Here you will discover different ways of listening to music on your favorite Apple device. To enjoy it on iPod and iPhone 4, the very first thing you need to do is to add the tracks in iPod / iPhone format onto iTunes library, and only then sync it to your gadget.
Purchase tracks from iTunes Store
Easy as to zip your lovely iPhone 4 cover. In order to find and purchase songs from the iTunes Store, all you need to do is just to click on the link saying “iTunes Store” – the one located under “Store,” in the iTunes left column. After getting in, you will be greeted with the iTunes Store interface, which links you from the left side to Music, Music Videos, TV Shows, Movies, Podcasts, and Audiobooks. Select a track or album to purchase, then click on the “Buy” button and you're done. Perhaps, zipping your iPhone 4 case would take you even more effort than that.
Import CDs into iTunes
Another option is to import your own CDs into iTunes for your gadget. It sounds reasonable – if you have already sent money on these songs, why should you do that again just to enjoy them on iPhone 4? It's Apple that makes it easy for you to rip your CD to the library. Note that iTunes rips tracks to AAC format by default, which is not so widely supported as the omnipresent MP3, though AAC is one of a very high quality. Still, it's MP3 that is supported by every music player human knows, including Apple iPod and iPhone 4. So, in order to make sure your music gets greater portability and prevails you from finding yourself locked into one product (since you have inadvertently ripped all your songs in one format), ripping the CDs as MP3s is highly recommended. The scheme is simple: go to “Preferences” in “Edit,” and click “Import Settings” in the General tab there. The pop-up window of “Import Settings” should appear where you need to choose MP3 Encoder from the dropdown menu called “Import Using.” Also do not forget to select higher Quality in the “Setting” dropdown.
Moreover, if you are subscribed to more subscription music services, like Napster, Rhapsody, or Zune Marketplace, they will let you purchase or rent songs. The only problem is that the tracks coming from those stores have a Digital Rights Management (DRM) system encrypted, which is incompatible with iTunes and the Apple devices. This means that such tracks are protected from being played back in any music players not supporting their specific standard. It's something like non iPod music players are not able to play back most songs from the iTunes Music Store. However, any problem can be solved. In our case, a software tool named TuneClone Audio Converter can help you to remove DRM from the above mentioned music services and convert the tracks to MP3, WAV and unprotected WMA. So, the advice to those willing to transfer their Zune / Rhapsody / Napster songs to iTunes, is to try and download this application to get the music DRM removed and the song converted to MP3.

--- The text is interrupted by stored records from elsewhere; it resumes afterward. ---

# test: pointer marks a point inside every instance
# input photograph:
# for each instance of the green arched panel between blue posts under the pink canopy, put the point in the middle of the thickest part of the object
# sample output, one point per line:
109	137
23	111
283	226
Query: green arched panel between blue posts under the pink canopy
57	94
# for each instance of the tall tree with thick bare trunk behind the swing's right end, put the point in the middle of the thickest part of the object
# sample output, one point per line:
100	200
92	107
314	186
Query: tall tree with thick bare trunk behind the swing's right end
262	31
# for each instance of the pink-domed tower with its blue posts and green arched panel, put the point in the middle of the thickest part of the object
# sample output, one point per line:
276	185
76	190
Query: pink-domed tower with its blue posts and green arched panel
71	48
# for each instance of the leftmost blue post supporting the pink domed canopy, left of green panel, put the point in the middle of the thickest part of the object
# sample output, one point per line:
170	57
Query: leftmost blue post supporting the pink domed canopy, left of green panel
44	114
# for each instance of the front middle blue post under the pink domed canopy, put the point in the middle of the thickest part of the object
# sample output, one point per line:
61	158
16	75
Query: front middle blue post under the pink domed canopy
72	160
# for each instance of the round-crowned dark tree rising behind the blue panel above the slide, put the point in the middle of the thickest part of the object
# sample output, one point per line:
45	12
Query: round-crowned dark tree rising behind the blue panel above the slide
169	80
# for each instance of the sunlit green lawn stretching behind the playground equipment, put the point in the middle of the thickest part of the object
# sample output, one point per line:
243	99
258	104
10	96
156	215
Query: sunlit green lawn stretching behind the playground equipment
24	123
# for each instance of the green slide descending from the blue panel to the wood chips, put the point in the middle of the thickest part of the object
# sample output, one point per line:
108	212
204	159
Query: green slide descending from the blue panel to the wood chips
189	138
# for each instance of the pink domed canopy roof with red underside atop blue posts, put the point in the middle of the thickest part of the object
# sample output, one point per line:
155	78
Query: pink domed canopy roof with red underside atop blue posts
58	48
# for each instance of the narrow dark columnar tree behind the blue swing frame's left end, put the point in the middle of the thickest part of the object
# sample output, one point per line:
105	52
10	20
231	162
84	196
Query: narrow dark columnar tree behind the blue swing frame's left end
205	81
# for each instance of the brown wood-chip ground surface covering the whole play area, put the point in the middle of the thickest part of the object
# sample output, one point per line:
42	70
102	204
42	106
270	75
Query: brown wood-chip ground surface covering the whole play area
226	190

Although this method may seem more complicated as the other ones, especially because it can not be compared to zipping up your device into the iPhone 4 case, there's also a digital music store like eMusic that sell DRM free tracks. This means that there're quite a few sites where you can find and download free and legal MP3 songs not containing DRM, so that they can be imported into your Apple device – this time, without any effort.
Import MP3s into iTunes
After you have downloaded MP3 tracks onto your PC, it's a very simple process leading to having them imported into iTunes. The first step is to create a new playlist by clicking “New Playlist” in the “File” menu. You can name it whatever you like. Then choose this playlist in iTunes and drag your songs in MP3 format from the hard drive into the right panel. It will make iTunes begin importing your songs and populating the playlist with tracks. After completing the process, you can play the tracks or sync them to your iPhone 4 like the rest of your library.
Import WMAs into iTunes
The process of importing unprotected WMA tracks repeats that of importing MP3 songs, but with one additional step. If iTunes works with WMA files, it automatically transcodes them and switches their format from WMA to the one set as a default audio encoder in your iTunes Preferences. Actually, it's not important to know how MP3s, WMAs, and AACs differ, as the only thing you need to know is that when WMAs get imported, the original files remain untouched while new files are created. Also, before importing DRM-protected WMA files, you need to remove the DRM. The abovementioned TuneClone Audio Converter is also handy in this case, as it can convert DRM-protected WMA files to MP3. All the tutorials on the process are located on its website.